Daniel Gulati had the privilege of investigating this trend while writing Passion & Purpose. He interviewed high-performing, educated individuals about their careers and decisionmaking.

His sample group was composed of professionals in their late 20s or early 30s, graduates from top-tier schools with several years of service at reputable companies. Financially stable, individuals in the sample group rated intellectual stimulation as the number one reason for choosing a job. They were willing (and already had) moved between jobs and countries frequently to find the right fit.

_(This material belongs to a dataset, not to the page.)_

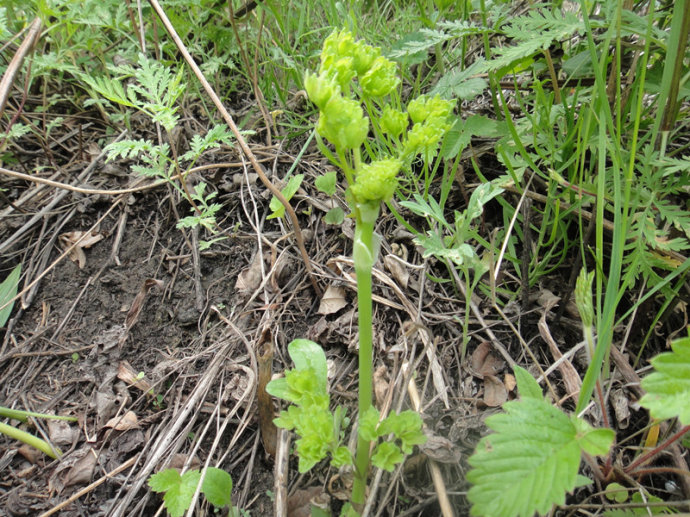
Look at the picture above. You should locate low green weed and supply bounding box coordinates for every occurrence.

Law school graduate consider their career options in a similar way. They prioritize intellectual stimulation, as well as hands-on experience. They join law firms where they have the highest salaries, as well as potential to gain trial experience, mentorship, or other tangible benefits to their future careers.

Gulati categorizes these young professionals as “the Hesitation Generation.”

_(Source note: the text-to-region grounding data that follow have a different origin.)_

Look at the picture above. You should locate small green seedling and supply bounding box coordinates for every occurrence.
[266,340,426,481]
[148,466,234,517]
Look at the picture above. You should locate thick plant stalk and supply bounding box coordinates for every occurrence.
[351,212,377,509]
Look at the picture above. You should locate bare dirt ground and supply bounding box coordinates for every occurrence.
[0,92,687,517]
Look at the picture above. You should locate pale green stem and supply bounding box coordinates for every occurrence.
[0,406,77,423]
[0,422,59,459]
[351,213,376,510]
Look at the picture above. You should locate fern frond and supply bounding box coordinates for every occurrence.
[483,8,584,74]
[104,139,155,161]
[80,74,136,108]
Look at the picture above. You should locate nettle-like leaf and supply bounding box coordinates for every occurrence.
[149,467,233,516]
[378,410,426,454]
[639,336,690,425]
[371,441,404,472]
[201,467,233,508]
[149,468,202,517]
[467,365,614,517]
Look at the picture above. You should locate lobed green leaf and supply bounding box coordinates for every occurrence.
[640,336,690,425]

He says about his study, “The most striking finding, however, was a common reason underpinning this restlessness: the desire to defer. Convincing themselves they had yet to find a true calling, they relentlessly pursued careers that increased their future options.”

“They were betting that the pain of creating more options now would pay off in the pleasure of a better life later.”

Sound familiar?

But this kind of decisionmaking can be harmful, not helpful, to a person’s career.

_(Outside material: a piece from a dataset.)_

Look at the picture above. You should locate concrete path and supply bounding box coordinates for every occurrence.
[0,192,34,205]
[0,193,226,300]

Constantly switching firms, departments, or suffering through first-year pain for future partnership gain may be a poor strategy among lawyers.

Gulati exaplains, “Generating options can quickly become an end in itself.”

“By [a person’s] second or third job, however, many had fallen into the dangerous habit of making decisions solely to increase the number of options available to them. This was all at the opportunity cost of creating real value and pursuing their passions.”

Ask yourself, at your firm, are you creating options or an actual career?

Next, Gulati found that “Ironically, those with more options tended to feel less satisfied with the path they were currently pursuing, irrespective of what it was.”

Gulati makes a convincing argument in “More Options, More Problems.” Whether in conversation with a career counselor, friends, or relatives, it’s frequently stated that a person should “keep your options open.”

But, is it possible that we can be happier in our career paths if we keep all other doors closed?

In a difficult economy, it’s tempting to compromise in your profession. However, Gulati’s study makes it clear that by creating options, we destroy opportunities to create real value by pursuing our passion.

If you’re unhappy with your current position, consider ways to redefine that job description.

If you’re a law firm manager, ask your employees to describe their ideal position within your firm, and then explore ways to make it happen.

Luckily, it may be as simple as forming legal forums, discussion groups, or mentorship programs and pairs that provide the intellectual stimulation so crucial to keeping young professionals content and hardworking… and, of course, closed to changing their options.